Lihat ke Halaman Asli

Rasisme Masyarakat Brasil di Piala Dunia 2014

Diperbarui: 18 Juni 2015   09:32

Kompasiana adalah platform blog. Konten ini menjadi tanggung jawab bloger dan tidak mewakili pandangan redaksi Kompas.

Say no to racism

[caption id="" align="alignleft" width="1280" caption="Say no to racism"][/caption] “ Katakan tidak kepada rasisme”. Walaupun semboyan itu terus didengungkan dalam perhelatan Piala Dunia 2014 di Brasil, namun sangat disayangkan aksi rasisme masih saja muncul dalam berbagai aksinya. Beberapa aksi rasisme yang patut disayangkan dari Piala Dunia 2014 Brasil antara lain:

Pertama: “Dilma, vai toma no cu” . Ini adalah teriakan ejekan atau fitnahan yang dilontarkan oleh masyarakat Brasil yang menolak Piala Dunia 2014 kepada presiden mereka. Dalam acara pembukaan Piala Dunia 2014 lalu, Presiden Dilma Rousseff tidak berpidato karena takut menjadi ajang ejekan atau fitnahan seperti yang dialaminya ketika beliau membuka Piala Konfederasi lalu. Dalam acara pembukaan Piala Dunia 2014, teriakan fitnahan dan ejekan tersebut bermula di area VIP stadion, di mana harga karcis VIP dijual seharga R$ 990 (atau kurang lebih US$ 440). Padahal diprediksikan bahwa masyarakat Brasil dipastikan tidak banyak di wilayah ini karena harga tiket yang mahal. Tetapi fitnahan justru datang dari wilayah VIP ini. Surat kabar Brasil menyatakan bahwa beberapa orang Brasil yang berada di VIP ini tidak setuju dengan arah politik yang dibuat oleh Dilma Rousseff. Namun mereka menyayangkan kenapa fitnahan itu dilontarkan di sini. Sebaiknya jika mereka tidak menghendaki Presiden Dilma sebagai pemimpin Brasil, tanggal 5 Oktober 2014 nanti adalah tanggal yang pasti dan tepat untuk melengserkan Dilma.

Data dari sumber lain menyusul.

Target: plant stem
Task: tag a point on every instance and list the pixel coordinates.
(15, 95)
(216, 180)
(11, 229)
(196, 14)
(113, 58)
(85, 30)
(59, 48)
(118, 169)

Presiden Dilma Rousseff dipilih secara demokratis oleh 55.752.529 suara, yang berarti 56% dari total suara dalam pemilihan tahap kedua tahun 2010 lalu. Banyak kalangan internasional menyayangkan fitnahan dan ejekan kepada Dilma. Seharusnya masyarakat Brasil juga mengingat perjuangan Dilma yang melawan kediktatoran, yang ditahan, dipenjara dan disiksa. Sebagai seorang presiden Brasil sudah selayaknya dia dihormati karena pilihan rakyat dan sejarah hidup yang dialaminya.  Walaupun dihina dan difitnah, Dilma dengan tegas menyatakan bahwa semua fitnahan dan ejekan yang dilontarkan kepadanya tidak akan membuatnya lemah.

Kedua: “Tinha que ser preto”. Ejekan dan fitnahan ini diarahkan kepada Marcelo yang membuat gol bunuh diri. Gol bunuh diri ini sekaligus gol pembuka Piala Dunia 2014. Gol bunuh diri dalam permainan bola kaki adalah sesuatu yang wajar. Wajar karena memang ini kesalahan yang tidak disengaja. Namun reaksi masyarakat Brasil mengekspresikan kekesalan mereka dalam berbagai media (khususnya twitter atau fb) dengan menyatakan “tinha que ser preto” (yang kurang lebih berarti “itu terjadi karena dia hitam”). Frase ini sangat terkenal di Brasil dan merupakan sebuah frase rasisme yang seharusnya sudah dilupakan. Frase ini sangat tidak adil bagi 51% masyarakat Brasil yang berwarna kulit hitam/gelap. Mengapat mereka tidak mengatakan hal yang sama ketika Neymar mencetak gol untuk kemenangan Brasil karena Neymar juga berkulit hitam/gelap.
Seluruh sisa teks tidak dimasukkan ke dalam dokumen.